By a vector space we mean a real vector space (also called an $$\mathbb {R}$$ -vector space). The elements of $$\mathbb {R}$$ are called scalars and will be denoted by Greek letters: α, β, ….

In each concrete case of geometric algebra, the starting point is a vector space E of finite dimension n (with $$n\leqslant 4$$ in this chapter). Its elements are denoted by boldface italic characters (e, u, v, x, y, …).

The vector subspace of E spanned by vectors x 1, …, x k (that is, the set of all linear combinations λ 1 x 1 + ⋯ + λ k x k,

$$\lambda _1,\dotsc ,\lambda _k\in \mathbb {R}$$

) will be denoted by 〈x 1, …, x k〉.

The symbol e will stand for a basis e 1, …, e n of E. In principle it is arbitrary, but often it will be assumed to have specific properties that in each case will be declared explicitly.

If E′ is another vector space, a map f : E → E′ is said to be linear if f(λx) = λfx and f(x + y) = fx + fy for all x, y ∈ E and $$\lambda \in \mathbb {R}$$ .

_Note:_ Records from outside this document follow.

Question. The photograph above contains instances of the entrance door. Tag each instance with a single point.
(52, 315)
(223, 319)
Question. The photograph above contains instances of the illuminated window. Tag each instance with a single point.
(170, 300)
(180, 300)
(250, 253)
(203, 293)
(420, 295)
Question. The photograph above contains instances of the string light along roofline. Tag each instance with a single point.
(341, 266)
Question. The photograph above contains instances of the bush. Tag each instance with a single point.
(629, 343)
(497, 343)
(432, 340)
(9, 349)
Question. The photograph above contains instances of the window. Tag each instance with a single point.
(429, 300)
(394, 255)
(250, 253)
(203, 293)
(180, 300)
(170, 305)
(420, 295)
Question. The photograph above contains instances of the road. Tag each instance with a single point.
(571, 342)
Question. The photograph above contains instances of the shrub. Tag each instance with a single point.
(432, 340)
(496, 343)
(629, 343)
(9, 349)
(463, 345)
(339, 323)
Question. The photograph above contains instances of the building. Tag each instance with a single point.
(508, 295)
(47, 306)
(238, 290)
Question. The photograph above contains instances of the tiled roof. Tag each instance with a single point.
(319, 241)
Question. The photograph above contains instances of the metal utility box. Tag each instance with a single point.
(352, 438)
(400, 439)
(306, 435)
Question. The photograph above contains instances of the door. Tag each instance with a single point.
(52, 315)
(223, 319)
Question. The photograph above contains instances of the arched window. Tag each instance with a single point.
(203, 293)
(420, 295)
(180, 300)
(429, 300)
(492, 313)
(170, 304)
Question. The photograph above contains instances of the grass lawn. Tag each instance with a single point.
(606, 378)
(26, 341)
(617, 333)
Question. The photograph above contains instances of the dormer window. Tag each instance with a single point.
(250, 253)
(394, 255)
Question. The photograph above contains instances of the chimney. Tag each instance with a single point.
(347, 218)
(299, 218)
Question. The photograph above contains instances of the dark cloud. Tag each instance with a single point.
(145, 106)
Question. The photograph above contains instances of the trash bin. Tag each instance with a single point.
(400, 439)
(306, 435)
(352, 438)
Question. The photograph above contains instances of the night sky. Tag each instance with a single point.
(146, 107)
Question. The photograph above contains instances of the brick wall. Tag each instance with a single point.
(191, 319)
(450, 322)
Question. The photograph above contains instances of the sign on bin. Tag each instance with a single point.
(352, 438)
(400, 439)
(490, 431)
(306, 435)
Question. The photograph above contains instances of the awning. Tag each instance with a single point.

1.1.1 (Construction of linear maps)

The main device to construct linear maps is the following observation: If we are given any vectors

$$\boldsymbol {e}^{\prime }_1,\dotsc ,\boldsymbol {e}^{\prime }_n\in E^{\prime }$$

, then there is a unique linear map f : E → E′ such that $$f\boldsymbol {e}_j = \boldsymbol {e}^{\prime }_j$$ for j = 1, …, n. □

Metrics

The vector space E on which geometric algebra is grounded is supposed to be equipped with a metric. By this we understand a non-degenerate (or regular) symmetric bilinear form

$$q:E\times E\to \mathbb {R}$$

. Recall that the non-degenerate condition means that for any given vector x≠0 we can find a vector y such that q(x, y)≠0 or, equivalently, q(x, y) = 0 for all y implies that x = 0. Instead of q(x, x), which is the quadratic form associated with q, we will simply write q(x). Note that q(λx) = λ ² q(x).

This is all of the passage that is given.